Chivalry is Dead; the last guy I saw

by Grace

I can’t even say we dated; he never really took me anywere.

Ya we met in a club and went home together; but it was different in the way that I had met him years before, and I felt there was something special. Years ago (15) years ago we had met in the same club and he had playfully but almost seriously asked me to marry him; he told me he was going to build a castle around me, and that he was going to treat me like a queen. I didn’t go home with him that night or go on the date he asked me out on because he seemed to wrapped up in his money. I was right, because that is how it turned out this time.

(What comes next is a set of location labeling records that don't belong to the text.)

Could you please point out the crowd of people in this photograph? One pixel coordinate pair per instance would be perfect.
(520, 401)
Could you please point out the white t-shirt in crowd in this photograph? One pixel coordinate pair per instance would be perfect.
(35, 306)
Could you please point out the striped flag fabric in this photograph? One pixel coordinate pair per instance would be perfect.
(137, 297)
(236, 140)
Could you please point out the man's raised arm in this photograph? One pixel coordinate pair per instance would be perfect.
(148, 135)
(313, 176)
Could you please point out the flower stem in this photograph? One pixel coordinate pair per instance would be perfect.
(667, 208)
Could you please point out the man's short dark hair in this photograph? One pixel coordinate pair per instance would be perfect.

He was just so damn cute in a little boy sort of way; and kind of sad under his smile and charm. There was a little cloud following him that night and I wanted to make him happy.

We kissed as I read his palm; it was a sneaky little sideways kiss that he kissed me with; it was so cute, but we had chemistry right away and the kissed turned into a passionate experience as the Bouncer broke us up. I told him I wanted to go home with him; he was very surprised, so was I!

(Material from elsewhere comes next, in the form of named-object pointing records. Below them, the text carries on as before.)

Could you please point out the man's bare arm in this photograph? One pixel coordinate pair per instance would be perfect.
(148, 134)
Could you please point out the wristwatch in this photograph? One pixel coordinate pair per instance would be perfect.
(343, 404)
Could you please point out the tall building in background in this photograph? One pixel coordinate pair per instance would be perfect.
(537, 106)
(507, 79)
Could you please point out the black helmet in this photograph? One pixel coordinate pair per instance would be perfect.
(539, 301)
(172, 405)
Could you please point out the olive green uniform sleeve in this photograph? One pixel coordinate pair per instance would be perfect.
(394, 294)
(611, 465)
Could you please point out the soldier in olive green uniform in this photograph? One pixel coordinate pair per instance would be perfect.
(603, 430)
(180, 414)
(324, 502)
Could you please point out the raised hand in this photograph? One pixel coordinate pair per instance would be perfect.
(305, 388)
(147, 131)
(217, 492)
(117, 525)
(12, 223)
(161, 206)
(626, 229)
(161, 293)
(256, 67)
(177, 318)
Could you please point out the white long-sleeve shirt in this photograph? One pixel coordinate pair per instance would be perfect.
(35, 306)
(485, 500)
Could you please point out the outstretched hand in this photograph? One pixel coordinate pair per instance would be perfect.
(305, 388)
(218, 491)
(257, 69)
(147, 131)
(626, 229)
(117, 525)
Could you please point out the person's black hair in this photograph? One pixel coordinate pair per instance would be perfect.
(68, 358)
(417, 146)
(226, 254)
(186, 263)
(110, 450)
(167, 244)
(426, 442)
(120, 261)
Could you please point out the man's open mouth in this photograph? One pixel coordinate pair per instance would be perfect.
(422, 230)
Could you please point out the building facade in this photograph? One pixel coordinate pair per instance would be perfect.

Our intimacy was sensual, sweet, romantic and passionate; but his ex girlfriend lived down stairs in a basement suite.. He told me to be quiet and pulled away from me; he explained that she was living downstairs. He knew exactly when she was leaving for work; I thought that was kind of creepy. I felt right away that they were emotionally still connected and I felt like I was cheating with him. Then I found out that his other ex girlfriend of only about 4 months wanted him back and that she was playing games with him trying to get him to kick his other ex out of the basement (WOW!) I could see why his ex was having problems with the ex downstairs as I already felt the energy after just being with him once. Image how it must have been for her to have to be quiet durning sex so that the ex downstairs wasn’t bothered? That just sickens me; I couldn’t live with that for 4 years!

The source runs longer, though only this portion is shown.